Fast schon einen satirischen Anstrich hatte dann das folgende Szenario. Als gefühlte Retourkutsche wollte die AfD Michael Unverricht nicht so ohne weiteres ehrenamtlichen Bürgermeister werden lassen und bestand auf einer Wahl. Im Gegenzug schob Jens Spiske AfD-Chef Bodo Walther den schwarzen Peter zu, die Wahl zu kontrollieren und deren Ergebnis zu verkünden.

Was immer auch das Publikum und der Rest der Abgeordneten erwartet hatten: Walthers Reaktion hatte Stil und zeigte, dass da am anderen Ende der Ratstafel nicht irgendwelche Trotzköpfe sitzen, die nur Stunk machen wollen. Mit den an Spiske gerichteten Worten „Sie haben mich sicher deshalb benannt, damit ich der Erste bin, der Herrn Unverricht gratulieren muss“, sorgte er für Heiterkeit im Saal und zeigte dann auch, dass er damit kein Problem hat. Touchè. Mit nur 12 von 21 Stimmen war Unverrichts Wahl dennoch alles andere als ein Selbstläufer.

Lemminge?

Danach ging es eigentlich nur noch um den BOS-Funkturm in der Ranstädter Mark. Jede Menge Wissensaustausch um Dinge, die noch gar niemand weiß. Fest steht nur, dass noch nichts fest steht. Zu viel für den müden satirischen Geist, der lieber wartet, bis belastbare Fakten zum Ablachen einladen. Sympathisch war allerdings, dass sich ein Vertreter der Aktivisten aus der Ranstädter Mark dafür entschuldigt hat, dass man die letzte Stadtratssitzung nach Erörterung der eigenen Probleme geschlossen verlassen hat. Begründung: Weil einer von ihnen nach Hause musste, seien ihm die anderen einfach gefolgt. Bleibt zu hoffen, dass sie diesmal nicht deshalb da waren, weil einer von ihnen wieder hingegangen ist…

 

3 Kommentare

    • Freudenbote auf 22. Oktober 2019 bei 9:15
    • Antworten

    GLÜCKWUNSCH an die CDU für die Bereitstellung des neuen stellvertretenden Bürgermeisters!
    Die Euronen in der Stadtkasse feiern gerade ein laut klapperndes Freudenfest!
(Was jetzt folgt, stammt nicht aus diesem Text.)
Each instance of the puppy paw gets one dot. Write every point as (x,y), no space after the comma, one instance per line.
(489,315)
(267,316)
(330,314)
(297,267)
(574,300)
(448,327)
WARUM? Na, ganz einfach, weil sie dort bleiben dürfen und sich zukünftig dort vortrefflich vermehren werden.
    WIESO? Na, weil Micha Unverricht vor Zeugen verkündete, dass sein Anspruch an ehrenamtliche Tätigkeit ist, dass man sie absolut unentgeltlich tut, was logischer Weise heißt, dass er großherzig auf die ihm nach Recht und Gesetz für dieses Ehrenamt dennoch zustehende Gage verzichten wird.
    Die kluge Kämmerin sollte ihn beim Wort nehmen!

      • Bernd Hollwitz auf 14. November 2019 bei 14:33
      • Antworten

      Politiker sollten grundsätzlich:

      zunächst an ihren Worten … und zweitens: natürlich auch an ihren Taten gemessen werden!
      Oh je, man ist eben auch selber vergesslich.

      Deshalb ist es wichtig, dass Jemand, wie der „Freudenbote“ das hier mal festgehalten hat.

    • Bin bekannt auf 11. Oktober 2019 bei 12:20
    • Antworten

    Ein dreifacher Wendehals aus Ostfriesland : von links zu den Freien Wählern, und nun Herr Spiske? Ich vermute, er lässt sich nächstes Jahr als Kandidat der CDU aufstellen. Dem Redakteur ist die Bemerkung von SR Walther entgangen: BM im Scheidungs?rieg mit den Freien Wählern.